The figures of DSSP and secondary structural feature ratio variations were drawn to discuss the structural component change when the protein bound with the ligand. In contrast with GLP-1 receptor alone, the corresponding protein of both candidates and the control had similar finding. The ratio of α-helix was smooth originally, but the ratio became larger fluctuation during the late stage of MD. We speculated that activation of GLP-1 receptor followed the structural component change when it bound with the correct ligand (Figure 9).

fig9
Figure 9: Database of secondary structure assignment (DSSP) and secondary structural feature ratio variations for (a) wenyujinoside, (b) 28-deglucosylchikusetsusaponin IV, (c) GLP1 corresponding protein, and (d) GLP1 receptor protein alone.

To observe the binding force of the ligand and protein, we utilized distance of H-bond between the ligand and essential amino acids. The O28 of wenyujinoside formed H-bond with His99 at early and middle of MD. The O26 of wenyujinoside formed H-bond with Glu125 at most stage of MD. The H48 and H50 of wenyujinoside also formed H-bonds with Glu125 at most stage of MD. The H52 of 28-deglucosylchikusetsusaponin IV formed H-bond with Tyr101 at early and middle stages of MD. The O26 of 28-deglucosylchikusetsusaponin IV formed H-bond with Asp122 at middle stage of MD. The H50 and O25 of 28-deglucosylchikusetsusaponin IV formed H-bonds with Asp122 at middle stage of MD too. The O4 and O21 of GLP-1 formed H-bonds with Asn82 at early and middle stages of MD, respectively. The H53 and O16 formed H-bonds with Asn82 and Asp74 at middle stage of MD, respectively (Figure 10).

385120.fig.0010
Figure 10: Distance of hydrogen bonds between wenyujinoside, 28-deglucosylchikusetsusaponin IV, GLP1, and essential amino acids of GLP1 receptor.

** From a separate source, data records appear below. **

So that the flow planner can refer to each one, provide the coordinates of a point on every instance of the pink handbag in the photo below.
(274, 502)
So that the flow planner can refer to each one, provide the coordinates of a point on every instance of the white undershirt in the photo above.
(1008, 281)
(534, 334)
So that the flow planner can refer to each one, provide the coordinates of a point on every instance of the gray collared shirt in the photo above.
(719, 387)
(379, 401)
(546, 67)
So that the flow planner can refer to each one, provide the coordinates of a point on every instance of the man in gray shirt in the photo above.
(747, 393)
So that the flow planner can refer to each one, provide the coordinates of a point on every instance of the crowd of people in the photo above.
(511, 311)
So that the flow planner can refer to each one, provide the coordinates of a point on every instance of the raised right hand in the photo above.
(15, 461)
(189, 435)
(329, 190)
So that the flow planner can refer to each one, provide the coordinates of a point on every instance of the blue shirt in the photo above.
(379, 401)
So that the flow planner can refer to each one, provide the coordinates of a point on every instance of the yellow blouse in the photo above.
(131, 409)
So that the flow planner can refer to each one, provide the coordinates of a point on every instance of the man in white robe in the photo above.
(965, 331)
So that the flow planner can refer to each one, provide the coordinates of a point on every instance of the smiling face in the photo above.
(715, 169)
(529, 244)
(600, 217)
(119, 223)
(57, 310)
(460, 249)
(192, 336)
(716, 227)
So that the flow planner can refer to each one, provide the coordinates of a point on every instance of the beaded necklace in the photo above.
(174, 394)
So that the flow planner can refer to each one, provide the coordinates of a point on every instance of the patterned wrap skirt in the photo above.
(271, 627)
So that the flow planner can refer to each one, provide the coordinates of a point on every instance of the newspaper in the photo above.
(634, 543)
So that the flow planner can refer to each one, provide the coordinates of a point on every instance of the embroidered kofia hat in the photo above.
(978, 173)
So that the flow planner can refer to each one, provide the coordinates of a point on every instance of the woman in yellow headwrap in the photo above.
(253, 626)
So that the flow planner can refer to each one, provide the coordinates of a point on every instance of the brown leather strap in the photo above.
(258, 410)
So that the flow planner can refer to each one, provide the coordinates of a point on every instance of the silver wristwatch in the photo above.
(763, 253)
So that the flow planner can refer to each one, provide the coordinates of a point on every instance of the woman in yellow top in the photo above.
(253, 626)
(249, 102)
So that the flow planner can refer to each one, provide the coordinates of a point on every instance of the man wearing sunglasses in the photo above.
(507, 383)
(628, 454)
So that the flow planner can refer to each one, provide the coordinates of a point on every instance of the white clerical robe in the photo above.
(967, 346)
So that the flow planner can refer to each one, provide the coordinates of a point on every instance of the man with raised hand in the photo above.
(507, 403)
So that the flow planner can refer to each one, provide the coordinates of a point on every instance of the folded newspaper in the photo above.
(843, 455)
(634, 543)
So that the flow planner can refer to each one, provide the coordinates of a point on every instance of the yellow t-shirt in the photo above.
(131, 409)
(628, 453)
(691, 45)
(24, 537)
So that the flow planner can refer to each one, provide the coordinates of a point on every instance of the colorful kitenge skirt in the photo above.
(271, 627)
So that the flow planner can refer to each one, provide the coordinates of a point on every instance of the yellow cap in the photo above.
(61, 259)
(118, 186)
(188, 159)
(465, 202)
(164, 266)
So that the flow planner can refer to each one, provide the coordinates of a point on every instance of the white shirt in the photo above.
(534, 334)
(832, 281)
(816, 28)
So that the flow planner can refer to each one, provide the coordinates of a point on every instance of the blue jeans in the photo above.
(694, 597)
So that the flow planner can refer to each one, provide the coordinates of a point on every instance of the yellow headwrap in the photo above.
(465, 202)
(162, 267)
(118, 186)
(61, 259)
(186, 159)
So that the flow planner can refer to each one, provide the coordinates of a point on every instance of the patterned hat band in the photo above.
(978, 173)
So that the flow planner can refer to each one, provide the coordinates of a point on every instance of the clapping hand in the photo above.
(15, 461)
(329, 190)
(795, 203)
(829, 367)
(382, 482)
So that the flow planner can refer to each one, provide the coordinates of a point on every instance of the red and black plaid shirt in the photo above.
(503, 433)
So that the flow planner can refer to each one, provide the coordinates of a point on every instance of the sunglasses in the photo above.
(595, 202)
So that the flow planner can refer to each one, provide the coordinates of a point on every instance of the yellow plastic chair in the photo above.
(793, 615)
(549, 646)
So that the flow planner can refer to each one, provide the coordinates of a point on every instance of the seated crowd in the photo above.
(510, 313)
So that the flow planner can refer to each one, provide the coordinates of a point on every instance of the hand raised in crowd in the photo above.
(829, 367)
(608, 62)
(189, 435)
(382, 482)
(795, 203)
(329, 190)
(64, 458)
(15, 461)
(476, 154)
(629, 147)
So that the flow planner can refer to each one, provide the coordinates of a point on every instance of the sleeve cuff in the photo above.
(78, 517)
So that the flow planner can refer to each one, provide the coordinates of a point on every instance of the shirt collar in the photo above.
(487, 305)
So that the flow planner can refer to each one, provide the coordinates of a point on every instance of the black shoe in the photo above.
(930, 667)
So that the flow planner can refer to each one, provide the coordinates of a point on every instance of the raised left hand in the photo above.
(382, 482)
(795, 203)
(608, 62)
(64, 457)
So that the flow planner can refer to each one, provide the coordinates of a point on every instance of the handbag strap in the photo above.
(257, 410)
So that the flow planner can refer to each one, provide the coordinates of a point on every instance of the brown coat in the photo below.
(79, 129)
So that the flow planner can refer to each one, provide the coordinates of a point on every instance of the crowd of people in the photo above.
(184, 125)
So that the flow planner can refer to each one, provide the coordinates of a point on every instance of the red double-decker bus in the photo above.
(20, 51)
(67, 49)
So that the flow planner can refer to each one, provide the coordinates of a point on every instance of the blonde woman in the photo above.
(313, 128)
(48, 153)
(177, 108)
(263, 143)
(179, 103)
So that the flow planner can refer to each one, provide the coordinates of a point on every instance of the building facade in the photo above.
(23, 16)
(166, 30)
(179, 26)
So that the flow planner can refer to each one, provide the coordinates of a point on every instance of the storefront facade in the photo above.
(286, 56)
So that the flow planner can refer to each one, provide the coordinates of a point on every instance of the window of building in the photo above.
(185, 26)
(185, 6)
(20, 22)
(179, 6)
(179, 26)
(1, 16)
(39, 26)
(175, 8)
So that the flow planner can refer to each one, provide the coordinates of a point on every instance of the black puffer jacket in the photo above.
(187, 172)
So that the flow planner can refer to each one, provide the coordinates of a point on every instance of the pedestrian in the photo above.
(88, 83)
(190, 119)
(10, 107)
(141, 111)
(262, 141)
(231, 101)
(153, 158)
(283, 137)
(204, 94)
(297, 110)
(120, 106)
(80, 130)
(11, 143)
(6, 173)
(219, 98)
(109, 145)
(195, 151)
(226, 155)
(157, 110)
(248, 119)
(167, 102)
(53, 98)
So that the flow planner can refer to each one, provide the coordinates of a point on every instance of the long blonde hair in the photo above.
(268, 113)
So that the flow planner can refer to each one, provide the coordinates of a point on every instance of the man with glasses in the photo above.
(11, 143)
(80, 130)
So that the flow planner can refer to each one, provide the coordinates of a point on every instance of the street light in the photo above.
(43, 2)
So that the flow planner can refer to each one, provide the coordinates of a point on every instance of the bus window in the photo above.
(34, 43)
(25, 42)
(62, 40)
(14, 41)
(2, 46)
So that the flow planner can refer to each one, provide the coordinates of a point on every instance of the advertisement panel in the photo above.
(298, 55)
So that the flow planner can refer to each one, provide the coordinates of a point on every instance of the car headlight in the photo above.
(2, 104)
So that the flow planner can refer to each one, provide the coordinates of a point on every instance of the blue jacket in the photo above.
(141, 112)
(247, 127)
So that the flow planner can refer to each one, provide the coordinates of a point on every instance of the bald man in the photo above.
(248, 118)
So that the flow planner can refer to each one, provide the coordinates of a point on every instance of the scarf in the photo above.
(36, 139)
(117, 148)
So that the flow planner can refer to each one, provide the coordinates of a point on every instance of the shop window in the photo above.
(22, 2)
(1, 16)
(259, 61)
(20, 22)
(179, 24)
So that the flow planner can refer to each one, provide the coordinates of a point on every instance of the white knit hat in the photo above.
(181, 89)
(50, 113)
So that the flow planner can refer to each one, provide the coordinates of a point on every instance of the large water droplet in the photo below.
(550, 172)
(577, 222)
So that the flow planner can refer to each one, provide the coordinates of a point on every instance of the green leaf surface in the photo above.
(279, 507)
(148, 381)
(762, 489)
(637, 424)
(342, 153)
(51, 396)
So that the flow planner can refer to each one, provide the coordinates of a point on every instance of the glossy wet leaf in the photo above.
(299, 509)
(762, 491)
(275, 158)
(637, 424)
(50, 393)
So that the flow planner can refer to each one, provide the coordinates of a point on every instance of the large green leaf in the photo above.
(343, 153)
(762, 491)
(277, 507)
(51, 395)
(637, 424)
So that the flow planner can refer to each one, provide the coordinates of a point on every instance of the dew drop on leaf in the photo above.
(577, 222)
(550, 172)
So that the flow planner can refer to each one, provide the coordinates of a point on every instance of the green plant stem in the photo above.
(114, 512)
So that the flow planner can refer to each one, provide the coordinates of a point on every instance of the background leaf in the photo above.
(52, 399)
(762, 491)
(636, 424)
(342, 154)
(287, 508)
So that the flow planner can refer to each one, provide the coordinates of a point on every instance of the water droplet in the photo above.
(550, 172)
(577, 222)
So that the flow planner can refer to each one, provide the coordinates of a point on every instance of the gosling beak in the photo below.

We illustrated cluster analysis to point out the representative structure of protein during MD. The representative structure of wenyujinoside corresponding protein was cluster 5 from 1100 to 4940 ps. The frame number was the most of all the 7 clusters. The representative structure of 28-deglucosylchikusetsusaponin IV corresponding protein was cluster 6 from 2500 to 4920 ps. The representative structure of GLP-1 corresponding protein was cluster 9 and 11 from 2000 to 4200 ps. The representative structure of GLP-1 receptor alone was 6 and 9 from 1600 to 5000 ps (Figure 11).

fig11
Figure 11: Cluster analysis for (a) wenyujinoside, (b) 28-deglucosylchikusetsusaponin IV, (c) GLP1 corresponding protein, and (d) GLP1 receptor protein alone.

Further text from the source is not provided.